Namur Roller Derby
- Metro area: Namur
- Country: Belgium
- Founded: 2011
- Teams: Namur Roller Derby A Namur Roller Derby B Namur Roller Derby C Namur Glorious Basterds (Mixed team)
- Track type: Flat
- Venue: Centre Sportif de Plomcot
- Affiliations: WFTDA
- Website: www.namurrollerderby.be

= Namur Roller Derby =

Roller derby league

Namur Roller Derby (NRD), formerly known as Namur Roller Girls, is a flat track roller derby league based in Namur, Belgium. Founded in 2011, the league currently consists of three Finta* teams and one mixed team which compete against teams from other leagues. Namur Roller Derby is a member of the Women's Flat Track Derby Association (WFTDA).

==History==
The league was founded in March 2011 by five friends. At first with the help of trainers from the Brussels Derby Pixies, the skaters learned the basics of roller derby before becoming gradually autonomous. The Namur Roller Derby A team played its first bout against the Dom City Dolls from Utrecht in September 2012.

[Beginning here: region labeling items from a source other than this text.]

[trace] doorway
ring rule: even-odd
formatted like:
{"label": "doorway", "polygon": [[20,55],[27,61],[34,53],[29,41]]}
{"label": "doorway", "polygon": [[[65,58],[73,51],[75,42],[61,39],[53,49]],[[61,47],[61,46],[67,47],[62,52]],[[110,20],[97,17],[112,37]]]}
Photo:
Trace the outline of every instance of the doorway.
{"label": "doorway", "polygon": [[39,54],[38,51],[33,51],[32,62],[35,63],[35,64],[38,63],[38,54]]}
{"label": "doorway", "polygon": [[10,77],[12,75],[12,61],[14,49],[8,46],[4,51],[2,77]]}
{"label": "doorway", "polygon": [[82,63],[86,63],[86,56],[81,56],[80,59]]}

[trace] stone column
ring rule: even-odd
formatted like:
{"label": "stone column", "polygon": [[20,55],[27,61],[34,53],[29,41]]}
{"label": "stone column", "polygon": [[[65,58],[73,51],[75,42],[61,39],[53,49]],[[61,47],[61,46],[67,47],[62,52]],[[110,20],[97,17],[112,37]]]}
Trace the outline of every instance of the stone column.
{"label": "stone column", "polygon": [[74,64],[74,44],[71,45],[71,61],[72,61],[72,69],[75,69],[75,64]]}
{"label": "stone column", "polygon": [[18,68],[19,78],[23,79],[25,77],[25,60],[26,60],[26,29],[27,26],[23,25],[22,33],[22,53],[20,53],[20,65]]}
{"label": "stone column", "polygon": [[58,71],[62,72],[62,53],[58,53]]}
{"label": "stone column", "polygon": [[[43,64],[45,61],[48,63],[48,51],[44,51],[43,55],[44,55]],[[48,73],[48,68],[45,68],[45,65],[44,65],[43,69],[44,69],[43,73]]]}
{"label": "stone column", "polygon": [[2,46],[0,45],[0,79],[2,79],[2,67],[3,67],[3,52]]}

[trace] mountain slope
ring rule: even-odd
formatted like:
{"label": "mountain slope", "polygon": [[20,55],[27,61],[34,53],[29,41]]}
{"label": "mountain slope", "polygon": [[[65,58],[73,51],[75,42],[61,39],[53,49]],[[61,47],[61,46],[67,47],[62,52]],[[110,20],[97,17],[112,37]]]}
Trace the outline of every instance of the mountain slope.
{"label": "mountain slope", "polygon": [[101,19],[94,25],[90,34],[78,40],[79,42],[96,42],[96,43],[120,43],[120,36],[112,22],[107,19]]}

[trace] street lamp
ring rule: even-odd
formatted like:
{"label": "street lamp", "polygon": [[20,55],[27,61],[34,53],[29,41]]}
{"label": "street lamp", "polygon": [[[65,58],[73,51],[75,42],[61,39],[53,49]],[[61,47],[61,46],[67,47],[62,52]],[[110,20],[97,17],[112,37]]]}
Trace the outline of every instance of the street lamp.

In January 2014, Namur Roller Derby was accepted as member of the WFTDA Apprentice Program. Later that year, a second team, the Namur Roller Derby B, was founded. The league also launched a mixed team that year, the Namur Glorious Basterds.

In the beginning of 2016, a third Finta* team was established, the Namur Roller Derby C.

Namur Roller Derby graduated to full WFTDA membership in March 2017.

In March 2022, the league, previously known as Namur Roller Girls, renamed itself to Namur Roller Derby.